Vermont Cut Its Childcare Gap, But the Housing Market Stopped Progress There
Vermont’s 2023 childcare investment is working, but only up to a point. Public funding under Act 76 helped existing programs survive and enabled new entrepreneurs to launch home-based childcare businesses. According to an analysis conducted by First Children’s Finance, the number of available childcare slots grew enough to reduce the statewide childcare gap by 19% over two years.
The housing market is now the ceiling on further progress.
19%
Reduction in Vermont’s childcare gap over two years, driven by 2023 public investment, but the number of home-based family childcare businesses has barely stabilized after a decade of decline. (First Children’s Finance, June 2026)
That 19% reduction is real. But Erin Roche, director of First Children’s Finance Vermont, writes that family childcare numbers have barely stabilized after ten years of decline, because entrepreneurs who want to open home-based programs cannot find or afford homes large enough to qualify under state licensing requirements.
Home-Based Childcare Providers Need Homes That Vermont Doesn’t Have
The connection between childcare and housing is structural, not coincidental. Home-based family childcare programs, which can serve up to six young children and four school-aged children per provider, require homes with adequate indoor space, outdoor space, and configurations that meet state licensing standards. Vermont’s homeowner vacancy rate sits at just 1.2%, well below what real estate economists consider a healthy market.

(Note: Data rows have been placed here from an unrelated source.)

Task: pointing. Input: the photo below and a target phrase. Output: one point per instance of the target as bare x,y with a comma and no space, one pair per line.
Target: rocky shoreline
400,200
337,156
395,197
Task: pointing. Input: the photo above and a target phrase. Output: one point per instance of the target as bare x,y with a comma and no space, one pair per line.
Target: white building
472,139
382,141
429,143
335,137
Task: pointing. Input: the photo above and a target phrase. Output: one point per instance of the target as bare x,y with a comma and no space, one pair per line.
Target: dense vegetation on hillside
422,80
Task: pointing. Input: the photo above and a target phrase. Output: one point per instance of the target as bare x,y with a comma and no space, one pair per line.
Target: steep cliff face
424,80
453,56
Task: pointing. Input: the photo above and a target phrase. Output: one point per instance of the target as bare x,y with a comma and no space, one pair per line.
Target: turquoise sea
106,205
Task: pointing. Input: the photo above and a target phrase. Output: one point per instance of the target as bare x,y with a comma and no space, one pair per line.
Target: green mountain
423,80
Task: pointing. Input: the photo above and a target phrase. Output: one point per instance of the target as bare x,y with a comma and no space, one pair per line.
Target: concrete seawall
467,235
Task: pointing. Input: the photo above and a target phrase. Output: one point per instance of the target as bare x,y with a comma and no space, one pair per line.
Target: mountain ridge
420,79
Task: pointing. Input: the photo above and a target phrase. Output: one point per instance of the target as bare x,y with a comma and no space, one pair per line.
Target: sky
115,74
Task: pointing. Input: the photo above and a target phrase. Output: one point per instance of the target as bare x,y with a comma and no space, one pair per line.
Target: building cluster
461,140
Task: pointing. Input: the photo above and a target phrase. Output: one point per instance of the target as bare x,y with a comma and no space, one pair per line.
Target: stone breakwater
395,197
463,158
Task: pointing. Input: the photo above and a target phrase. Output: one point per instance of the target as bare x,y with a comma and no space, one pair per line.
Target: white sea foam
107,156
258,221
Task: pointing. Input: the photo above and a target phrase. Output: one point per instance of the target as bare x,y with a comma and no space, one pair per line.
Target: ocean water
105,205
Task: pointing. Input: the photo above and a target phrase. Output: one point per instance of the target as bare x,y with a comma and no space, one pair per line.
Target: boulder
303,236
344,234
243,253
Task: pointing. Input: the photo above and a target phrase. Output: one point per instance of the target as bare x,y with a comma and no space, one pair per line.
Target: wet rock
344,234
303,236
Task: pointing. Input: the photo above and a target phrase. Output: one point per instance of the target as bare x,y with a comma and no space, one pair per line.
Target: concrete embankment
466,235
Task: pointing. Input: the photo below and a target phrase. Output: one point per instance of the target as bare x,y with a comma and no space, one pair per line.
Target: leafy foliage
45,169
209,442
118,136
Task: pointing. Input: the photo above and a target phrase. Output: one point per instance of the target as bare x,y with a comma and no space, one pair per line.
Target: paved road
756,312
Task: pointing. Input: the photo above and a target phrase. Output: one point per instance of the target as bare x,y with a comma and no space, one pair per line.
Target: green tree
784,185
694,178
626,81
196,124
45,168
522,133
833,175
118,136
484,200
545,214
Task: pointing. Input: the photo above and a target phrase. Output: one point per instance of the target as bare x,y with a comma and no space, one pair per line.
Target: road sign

For a typical buyer, 1.2% vacancy means few options. For a childcare entrepreneur who needs extra rooms, a fenced yard, and square footage that clears a regulatory bar, the viable pool of properties is smaller still.
In rural Vermont communities, family childcare is often the only available option for working parents. These small, home-based programs fill gaps that commercial daycare centers never reach. When providers cannot secure adequate housing, those gaps stay open regardless of how much public money flows through Act 76.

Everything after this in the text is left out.